If you can point out to me where in the Constitution the right to marry is protected, I could get onboard with your argument. But it isn’t anywhere in there. No legal tradition that influenced the Constitution has ever protected marriage unconditionally. Look up the Julian Laws from the days of Augustus. Look up polygamy’s history in this country.

And to argue that the Supreme Court has fucked up its interpretation and application of the 14th Amendment so badly that we must continue to follow in its misdirected footsteps is ridiculous. That is the big argument against stare decisis, that it makes it hard to undo a bad decision. Thank god, or else the decision in Scott v. Sandford would still be relevant.[/quote]

Then we’ll have to agree to disagree - where does the 14th Amendment state that “equal protection” or “due process” are limited to constitutionally protected rights?

“No State shall make or enforce any law which shall abridge the privileges or immunities of citizens of the United States; nor shall any State deprive any person of life, liberty, or property, without due process of law; nor deny to any person within its jurisdiction the equal protection of the laws.”
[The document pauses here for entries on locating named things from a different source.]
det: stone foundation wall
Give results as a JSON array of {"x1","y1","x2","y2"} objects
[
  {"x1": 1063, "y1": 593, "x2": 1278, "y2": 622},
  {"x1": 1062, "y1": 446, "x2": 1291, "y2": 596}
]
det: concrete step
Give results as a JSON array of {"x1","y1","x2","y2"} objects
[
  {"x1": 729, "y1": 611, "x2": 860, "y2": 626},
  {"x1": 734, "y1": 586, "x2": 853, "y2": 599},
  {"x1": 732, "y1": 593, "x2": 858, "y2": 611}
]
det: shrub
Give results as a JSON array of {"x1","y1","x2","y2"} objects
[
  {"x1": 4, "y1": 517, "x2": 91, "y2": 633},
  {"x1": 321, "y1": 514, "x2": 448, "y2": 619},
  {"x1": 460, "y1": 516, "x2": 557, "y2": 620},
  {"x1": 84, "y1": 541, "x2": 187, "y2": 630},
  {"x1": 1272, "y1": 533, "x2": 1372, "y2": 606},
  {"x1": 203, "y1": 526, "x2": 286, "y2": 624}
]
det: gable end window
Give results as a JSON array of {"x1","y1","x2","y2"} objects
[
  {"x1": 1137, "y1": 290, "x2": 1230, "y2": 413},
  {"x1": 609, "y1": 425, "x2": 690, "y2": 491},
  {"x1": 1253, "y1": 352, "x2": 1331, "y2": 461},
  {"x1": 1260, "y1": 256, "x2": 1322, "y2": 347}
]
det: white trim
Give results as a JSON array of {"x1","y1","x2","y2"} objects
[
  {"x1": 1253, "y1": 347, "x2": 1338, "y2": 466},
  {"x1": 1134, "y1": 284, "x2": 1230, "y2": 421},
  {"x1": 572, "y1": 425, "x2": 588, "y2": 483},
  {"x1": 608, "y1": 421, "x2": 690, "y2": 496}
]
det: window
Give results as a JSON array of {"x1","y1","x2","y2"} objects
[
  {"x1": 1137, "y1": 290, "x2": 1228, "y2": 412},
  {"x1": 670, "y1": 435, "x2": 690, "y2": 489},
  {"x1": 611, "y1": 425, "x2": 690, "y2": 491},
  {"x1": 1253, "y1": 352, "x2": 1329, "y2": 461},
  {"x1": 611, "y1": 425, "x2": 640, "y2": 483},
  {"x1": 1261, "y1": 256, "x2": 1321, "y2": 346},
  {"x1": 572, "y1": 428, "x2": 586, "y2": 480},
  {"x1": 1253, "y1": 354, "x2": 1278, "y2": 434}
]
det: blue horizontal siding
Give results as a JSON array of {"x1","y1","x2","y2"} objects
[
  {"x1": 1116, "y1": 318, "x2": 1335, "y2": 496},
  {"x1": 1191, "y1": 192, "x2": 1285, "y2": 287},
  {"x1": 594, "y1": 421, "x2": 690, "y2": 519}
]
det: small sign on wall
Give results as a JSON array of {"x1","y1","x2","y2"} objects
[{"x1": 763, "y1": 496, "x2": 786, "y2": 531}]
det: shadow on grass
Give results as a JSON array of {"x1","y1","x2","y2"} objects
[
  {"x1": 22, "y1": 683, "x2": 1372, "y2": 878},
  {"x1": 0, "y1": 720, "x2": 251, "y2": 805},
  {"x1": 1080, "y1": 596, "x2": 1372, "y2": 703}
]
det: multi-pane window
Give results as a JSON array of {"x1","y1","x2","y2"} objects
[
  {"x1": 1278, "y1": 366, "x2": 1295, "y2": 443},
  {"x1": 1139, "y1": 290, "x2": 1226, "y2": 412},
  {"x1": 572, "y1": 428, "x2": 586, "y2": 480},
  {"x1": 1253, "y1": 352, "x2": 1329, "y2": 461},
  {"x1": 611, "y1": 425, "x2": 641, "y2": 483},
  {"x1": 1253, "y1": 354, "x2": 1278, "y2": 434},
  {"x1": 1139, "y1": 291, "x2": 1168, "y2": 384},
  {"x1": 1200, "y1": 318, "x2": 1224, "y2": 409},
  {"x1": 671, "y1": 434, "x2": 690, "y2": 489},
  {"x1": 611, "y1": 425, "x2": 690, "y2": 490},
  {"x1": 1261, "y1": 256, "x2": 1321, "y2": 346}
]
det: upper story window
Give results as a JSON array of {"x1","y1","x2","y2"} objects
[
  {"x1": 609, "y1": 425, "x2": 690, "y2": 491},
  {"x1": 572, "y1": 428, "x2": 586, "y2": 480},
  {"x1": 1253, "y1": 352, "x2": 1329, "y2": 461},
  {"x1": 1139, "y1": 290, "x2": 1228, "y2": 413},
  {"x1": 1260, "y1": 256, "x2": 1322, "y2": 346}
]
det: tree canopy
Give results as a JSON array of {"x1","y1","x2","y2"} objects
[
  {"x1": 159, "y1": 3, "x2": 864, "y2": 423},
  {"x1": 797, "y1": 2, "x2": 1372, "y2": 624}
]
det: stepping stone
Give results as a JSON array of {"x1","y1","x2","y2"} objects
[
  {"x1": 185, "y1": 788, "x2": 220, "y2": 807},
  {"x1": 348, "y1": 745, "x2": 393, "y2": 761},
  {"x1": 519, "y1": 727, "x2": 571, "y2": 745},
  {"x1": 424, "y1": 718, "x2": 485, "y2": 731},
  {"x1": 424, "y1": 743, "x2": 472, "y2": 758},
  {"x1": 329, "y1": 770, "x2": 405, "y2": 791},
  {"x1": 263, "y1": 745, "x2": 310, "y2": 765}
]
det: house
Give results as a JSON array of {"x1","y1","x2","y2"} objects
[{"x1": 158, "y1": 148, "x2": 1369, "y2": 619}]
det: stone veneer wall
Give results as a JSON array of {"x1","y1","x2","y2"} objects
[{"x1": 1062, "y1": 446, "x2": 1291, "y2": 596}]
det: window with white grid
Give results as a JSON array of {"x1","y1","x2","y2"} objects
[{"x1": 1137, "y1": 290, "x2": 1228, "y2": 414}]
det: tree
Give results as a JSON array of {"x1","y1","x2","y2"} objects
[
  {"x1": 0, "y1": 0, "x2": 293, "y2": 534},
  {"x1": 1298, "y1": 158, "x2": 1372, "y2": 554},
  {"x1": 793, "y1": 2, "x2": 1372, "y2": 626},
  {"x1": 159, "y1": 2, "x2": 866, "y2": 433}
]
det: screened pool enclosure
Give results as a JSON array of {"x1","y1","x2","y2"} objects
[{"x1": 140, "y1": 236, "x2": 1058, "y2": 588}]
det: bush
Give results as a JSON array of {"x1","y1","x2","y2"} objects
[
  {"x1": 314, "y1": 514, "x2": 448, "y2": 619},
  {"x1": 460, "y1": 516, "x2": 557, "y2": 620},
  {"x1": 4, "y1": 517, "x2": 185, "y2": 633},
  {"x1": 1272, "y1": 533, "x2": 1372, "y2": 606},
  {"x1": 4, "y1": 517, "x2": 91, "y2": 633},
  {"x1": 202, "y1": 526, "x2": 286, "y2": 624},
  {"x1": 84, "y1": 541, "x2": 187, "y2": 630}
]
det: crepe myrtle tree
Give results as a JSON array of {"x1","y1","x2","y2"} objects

I agree that the Supreme Court does not make laws, it interprets them. However, given the above language, it doesn’t say that, for example, equal protection or due process applies only to constitutionally protected rights in, say, the First Amendment. The amendment, as ratified, specifically guarantees all citizens within its jurisdiction “the equal protection of the laws.” Since this is nothing more than judicial interpretation of a standing amendment, it seems clear to me that the states failed to make a cogent case that denying same-sex marriage benefits was defensible in light of the Equal Protection clause. You might interpret that differently, and that’s fine, but you can’t claim someone is wrong when this whole judicial game is about interpretation, of which yours is one, but obviously there are other interpretations as well.

Question - do you also think the High Court erred in the Loving ruling back in 1965?

[quote]DBCooper wrote:
Virtually all social liberals are extremely tolerant of things…except intolerance of the things they are tolerant of. And that naturally makes them the most intolerant group of people in this country.
[/quote]

Ehhh… Are you sure?

Cause I think that’s an awful lot like those people who scream “AMERICA!” and then also support a ban on flag-burning.

I think most people are extremely tolerant of things, except intolerance of things they are tolerant of.

[quote]magick wrote:

Ehhh… Are you sure?

Cause I think that’s an awful lot like those people who scream “AMERICA!” and then also support a ban on flag-burning.

I think most people are extremely tolerant of things, except intolerance of things they are tolerant of.[/quote]

I think both sides are guilty of said hypocrisy - a lot of liberals will argue for extensive personal liberty, which I agree with, but then take issue with the Second Amendment as having less importance here, namely because a weapon is involved. In the same breath, yes, you have conservatives who argue for minimal government intervention, then support bans on flag burning or censorship of groups like WBC.

[quote]DBCooper wrote:
The argument that the guy’s bakery sits in a building that is connected to public property (the sidewalk and street in front of it) is immaterial. After all, it isn’t the gay couple’s tax dollars that are paying for the sidewalk in front of the bakery; it is the baker’s taxes.
[/quote]
And that’s what it’s all about. The baker may be willing to turn down additional income from a gay couple, on principle; however, the state is not. The baker is merely an employee of the state, so he doesn’t get to make decisions regarding who receives his service.

Let’s say that I own a restaurant that adds a tip(let’s say that the tip is 85% of the bill-yes, I know that’s pretty absurd) to its customers’ tabs. A guy that my waiter, Matt, doesn’t like the looks of walks in and takes a seat in Matt’s section. Matt refuses to provide the guy service. I tell Matt to serve the guy. Matt refuses, even though he will receive tip money for serving the guy. Matt no longer has a job.